While on vacation on Hatteras Island in the Outer Banks of North Carolina, this Yank stopped to pay his respects to two British sailors who found their final resting place far from the shores of Britain. During World War II, this stretch of the Eastern Seaboard of the US was known as “Torpedo Junction” and saw much action as German U-boats prowled offshore for tankers and other merchant ships carrying vital supplies to the UK.
In the dead of night on April 10, 1942 one such clash occurred when U-203, skippered by Kptlt. Rolf Mützelburg, encountered the British Motor Tanker San Delfino off Cape Hatteras. San Delfino was on her way from Houston, Texas and bound for the UK when U-203 found her. The U-boat hit her with one torpedo, then followed-up with a spread that missed. For the next hour she stalked the British tanker before she was finally able to sink her with a single torpedo. Of the crew of fifty seven, twenty four were lost that night. Among them was Fourth Engineer Officer Michael Cairns of the Royal Merchant Navy. The sea kept him for nearly a month before his remains washed ashore near the Hatteras lighthouse. Like the other British seaman who perished off the coast, he was buried with all the honors and respect he had earned.

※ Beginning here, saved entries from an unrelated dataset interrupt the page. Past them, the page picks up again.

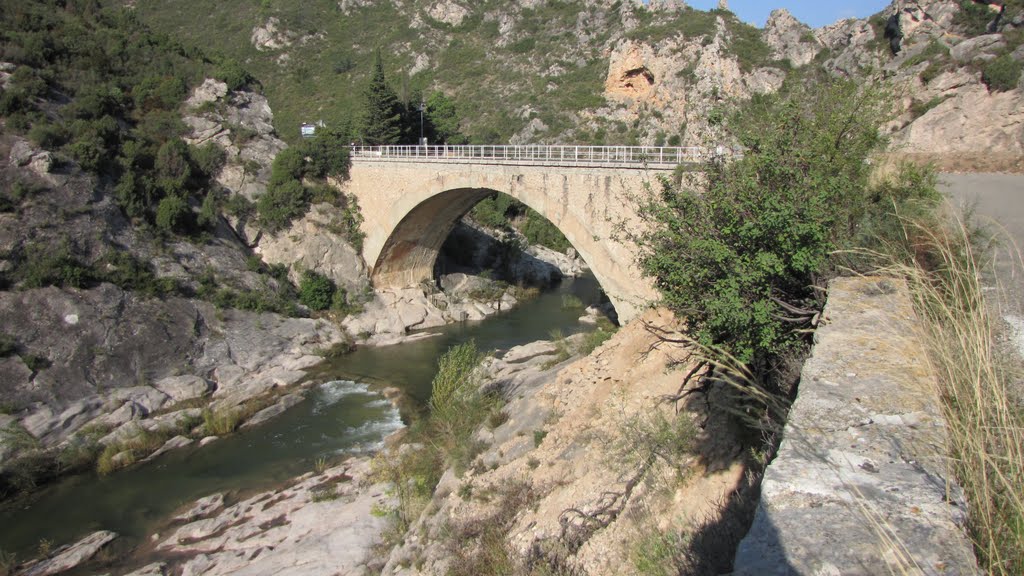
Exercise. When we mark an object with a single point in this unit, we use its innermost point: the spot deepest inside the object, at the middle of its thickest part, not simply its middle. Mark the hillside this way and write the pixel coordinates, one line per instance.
(602, 72)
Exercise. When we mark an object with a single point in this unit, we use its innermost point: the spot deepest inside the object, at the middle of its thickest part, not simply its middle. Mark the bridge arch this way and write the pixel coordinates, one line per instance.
(410, 208)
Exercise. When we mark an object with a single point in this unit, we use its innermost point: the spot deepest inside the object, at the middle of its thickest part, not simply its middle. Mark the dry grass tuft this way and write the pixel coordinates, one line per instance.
(985, 424)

As I stood at his grave, I thought about what those last hours must been like for Mr. Cairns and his fellow crewmates. After that first attack, they had to have realized that somewhere in the dark a submarine was hunting them down. An hour is a long time when your life is hanging in the balance. Did they even see the wakes from torpedoes before they exploded against the ship, giving them a few seconds to prepare for what was about to happen? Was Mr. Cairns at his station in the engine room when San Delfino went down? Was that why he didn’t make it out?
BMT San Delfino
Hailing from Dundee, Scotland, Cairns was just 28 when he died that morning seventy-four years ago. I’m almost twice the age he was when he died, and I brought my 11-year-old daughter with me to visit his grave, to show her that war isn’t just something you read about in a book. When I think of the soldiers, sailors and marines who gave their lives for their countries, I’m forcefully reminded that it is their sacrifices that allowed me to enjoy a full life and see my children grow, while their lives were cut so short.

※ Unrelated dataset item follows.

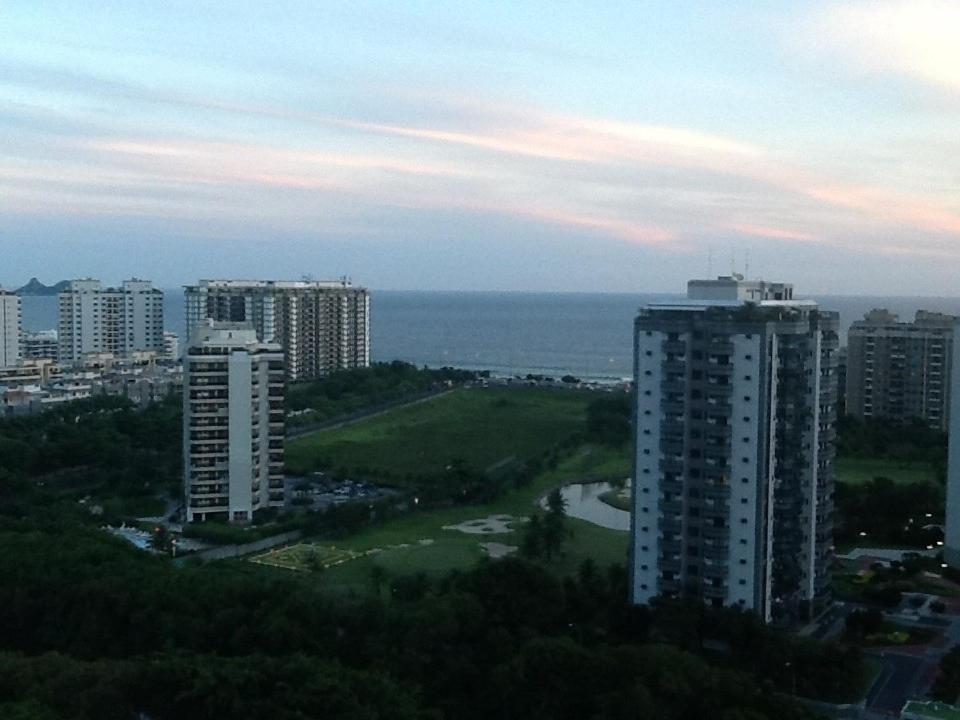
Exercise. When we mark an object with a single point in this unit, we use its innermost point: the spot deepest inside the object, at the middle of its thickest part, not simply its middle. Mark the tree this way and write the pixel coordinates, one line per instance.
(554, 525)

There are other British sailors interred here in the Outer Banks. On nearby Ocracoke Island, there is a cemetery that holds the remains of four British seaman who served and died on HMS Bedfordshire. She was a Royal Navy ship jointly crewed by British and Canadian sailors, and one of the patrol vessels thrown into action along the US coast when the U.S. Navy proved to be woefully unprepared to counter the U-boat threat off its shores. Bedfordshire was destroyed by U-522 the month after San Delfino met her fate.
Perhaps most hauntingly, next to Michael Cairns rests a sailor whose identity is unknown to this day. His remains washed ashore a month after Officer Cairns was found. I would like to think that it would give Mr. Cairns and those other men who found their final rest so far from home some measure of comfort to know that their graves are cared for with so much respect and devotion. Every year near the anniversary of Bedfordshire’s sinking, members of the U.S. National Park Service, U.S. Coast Guard, and British Royal Navy join with local citizens to honor these men. Officers place wreaths at the graves and local citizens read the names of the dead. The sounding of “Taps” and a 21-gun salute conclude the memorial services every year.